Primero era el ordenamiento de los sonidos de tal forma y manera que se produzca una melodía, luego, una pausa, una detención en la carrera que hacía, justamente, que esa melodía creciera en sí misma merced a la ausencia de ella. Entonces graficar esa ausencia de sonido, llamarle silencio y poder dibujarlo en el pentagrama como cualquier otra nota. Del pentagrama a los libros (¿dónde queda Satanás al final en el libro de Job, sino protagonizando un escandaloso silencio?), y de los libros nuevamente a los hombres, por supuesto, en ese orden circular que algunos todavía no pueden captar, los pobres.
Ya entonces a veces yo persistía tan a solas, tan lejos ya de todos, en alguna convicción que no me cuidaba de disfrazar de juicio y prejuicio incluyendo una lisa y soberana sentencia de excomunión inmediata. Los muchos no sabían de qué estaba hablando, los pocos creían que estaba equivocado de cabo a rabo, y los raros me cedían el beneficio de la posible locura. Fue así que varias veces, como lo vaticinara, cuando efectivamente navidad volvió a caer en diciembre, no quedó otra alternativa que aceptar la distancia que impone ese mirar tan solamente con la miopía de lo conocido.

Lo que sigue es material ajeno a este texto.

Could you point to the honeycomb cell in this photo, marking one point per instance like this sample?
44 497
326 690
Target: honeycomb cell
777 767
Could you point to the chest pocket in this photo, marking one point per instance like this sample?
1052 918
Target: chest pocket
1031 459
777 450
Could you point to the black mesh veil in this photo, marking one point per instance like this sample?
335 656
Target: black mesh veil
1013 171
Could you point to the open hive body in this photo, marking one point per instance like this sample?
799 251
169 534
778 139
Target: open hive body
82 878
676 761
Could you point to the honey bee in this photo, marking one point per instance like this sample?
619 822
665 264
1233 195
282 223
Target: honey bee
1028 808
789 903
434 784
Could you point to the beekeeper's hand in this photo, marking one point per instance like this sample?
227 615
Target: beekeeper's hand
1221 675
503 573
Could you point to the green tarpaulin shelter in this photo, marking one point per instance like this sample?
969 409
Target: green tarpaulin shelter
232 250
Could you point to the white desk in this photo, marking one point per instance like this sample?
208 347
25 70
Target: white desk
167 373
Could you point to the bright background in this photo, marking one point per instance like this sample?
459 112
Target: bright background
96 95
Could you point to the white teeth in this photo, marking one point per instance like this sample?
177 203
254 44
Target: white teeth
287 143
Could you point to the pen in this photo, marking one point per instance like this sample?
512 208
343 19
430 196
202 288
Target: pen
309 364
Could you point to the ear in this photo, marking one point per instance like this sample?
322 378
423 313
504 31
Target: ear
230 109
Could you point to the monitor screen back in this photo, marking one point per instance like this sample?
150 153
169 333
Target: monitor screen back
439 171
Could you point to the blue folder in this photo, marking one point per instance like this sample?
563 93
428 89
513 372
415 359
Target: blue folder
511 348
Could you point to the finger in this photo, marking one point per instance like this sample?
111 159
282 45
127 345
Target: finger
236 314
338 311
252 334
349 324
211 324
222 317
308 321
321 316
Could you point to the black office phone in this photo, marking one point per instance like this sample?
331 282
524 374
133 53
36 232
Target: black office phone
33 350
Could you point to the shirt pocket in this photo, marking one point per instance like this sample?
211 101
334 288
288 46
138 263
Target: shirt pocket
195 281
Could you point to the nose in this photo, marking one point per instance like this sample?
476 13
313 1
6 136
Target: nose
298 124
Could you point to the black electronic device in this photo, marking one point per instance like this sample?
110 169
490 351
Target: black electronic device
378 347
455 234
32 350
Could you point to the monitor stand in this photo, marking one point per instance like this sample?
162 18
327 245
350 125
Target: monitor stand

Después, con esas lesiones que te ocurren durante los juegos que no son de equipo y que, extrañamente, siempre terminan siendo los que sirven a tribus enteras, fue que también y de golpe terminé de comprender aquel instinto de la supremacía que engendra la mezcla de la persistencia y la versatilidad no camuflada. Besé, no la mano leprosa de ninguno de mis prójimos, sí todo el suelo que anduvieron sus inútiles experiencias, mas sin bajar ni mis ojos ni cerrar mi corazón. Para poder construir lo que tenía que construir dejé que los demás sigan colocando huecos en medio de nada.